Sobre tigres e cães

Luiz Mendes: a subsistência de um povoado x ecologia exigiu uma solução criativa

No sudeste asiático, uma aldeia começou a ser invadida por tigres. Para afugentar os felinos, uma americana treinou cachorros que, em bando, conseguiam espantar os ferozes invasores

Já não dá para assistir à programação dos canais abertos da TV. O nível vai ficando cada vez pior. Por outro lado, os canais pagos não são tão melhores assim. As séries são interessantes, mas não passam de novelas disfarçadas. Minha programação flutua entre History Channel, National Geographic, Discovery, Animal Planet e Biography Channel. Foi num desses canais que assisti ao documentário interessantíssimo produzido no sudeste asiático, em Burma, creio eu.

Era sobre uma comunidade de coletores com aproximadamente 10 mil habitantes. Vivem muito próximo à selva, de onde tiram seu sustento. Inesperadamente, tigres enormes, que chegavam a pesar meia tonelada, começaram a atacar os coletores que trabalhavam na selva e até mesmo a invadir o aldeamento à noite. Em pouco tempo haviam devorado mais de dez pessoas e muitos animais domésticos.

O povo da comunidade entrou em pânico. Não podiam mais buscar o alimento na selva; estavam passando fome. Coletar na selva era quase certeza de ser devorado. Os tigres pareciam já estar esperando.

A única solução viável para aquele trauma seria contratar profissionais para exterminar os temíveis felinos. Mas aquele é o último reduto da Terra onde ainda se encontra o tigre asiático em seu habitat natural. Matá-los ali significava exterminar a espécie na natureza. Só os veríamos em zoológicos no futuro.

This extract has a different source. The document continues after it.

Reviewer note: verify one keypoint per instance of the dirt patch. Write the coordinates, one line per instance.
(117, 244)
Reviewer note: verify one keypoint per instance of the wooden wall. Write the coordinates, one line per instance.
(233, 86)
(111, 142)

Então surge uma resposta inteligente para a questão. Madelleine, uma americana treinadora de cães, sugeriu a solução e veio ensinar à comunidade da aldeia como aplicá-la.

Os cães da aldeia eram completamente desvalorizados. Alimentavam-se com restos de comida dos humanos, a maioria abandonados e sem donos. Madelleine veio com recursos e formou uma equipe para trabalhar com ela no agrupamento. Escolheu alguns filhotes mais fortes de algumas poucas ninhadas. Cães nascidos em uma mesma ninhada têm mais tendência a se apoiarem mutuamente. Junto com seu grupo, começou a criar e adestrar os cachorrinhos para espantar tigres. O processo era bem interessante. Um cão sozinho, ao ser confrontado com um tigre (devidamente enjaulado) treme de medo e se esconde se não puder fugir. Mas um bando de cães juntos não fugia do tigre. Enfrentava, latia e o tigre se afastava temeroso e assustado.

Cães vigias
Em pouco tempo, Madelleine tinha vários cães fortes, bem alimentados e treinados. Havia a equipe de aldeões que também aprendera a valorizá-los e a lidar com eles. Quando todos estavam prontos, a treinadora, com toda a aldeia colaborando em mutirão, começou a espantar os “bichões” para o fundo da floresta, seu habitat.

Depois dos tigres serem obrigados a voltar para seus refúgios, ela começou a treinar os cães como vigias. Enquanto os coletores trabalhavam, os cães foram ensinados a ficar atentos. O faro do cão normalmente alcança cerca de 10 mil vezes além do nosso olfato. Eles sentiam a aproximação dos tigres e davam o primeiro combate. Especialistas afirmam que o cão pode ser estimulado a farejar até 100 mil vezes mais que nós.

A inteligência humana acabara de promover uma história com final feliz. Ninguém mais foi devorado pelos tigres naquela comunidade. Os cães passaram a ser tratados como criaturas de respeito na aldeia. E Madelleine, coberta de glórias pelos seus saberes e disposição, pôde voltar para seu país com sua simples e grandiosa missão cumprida.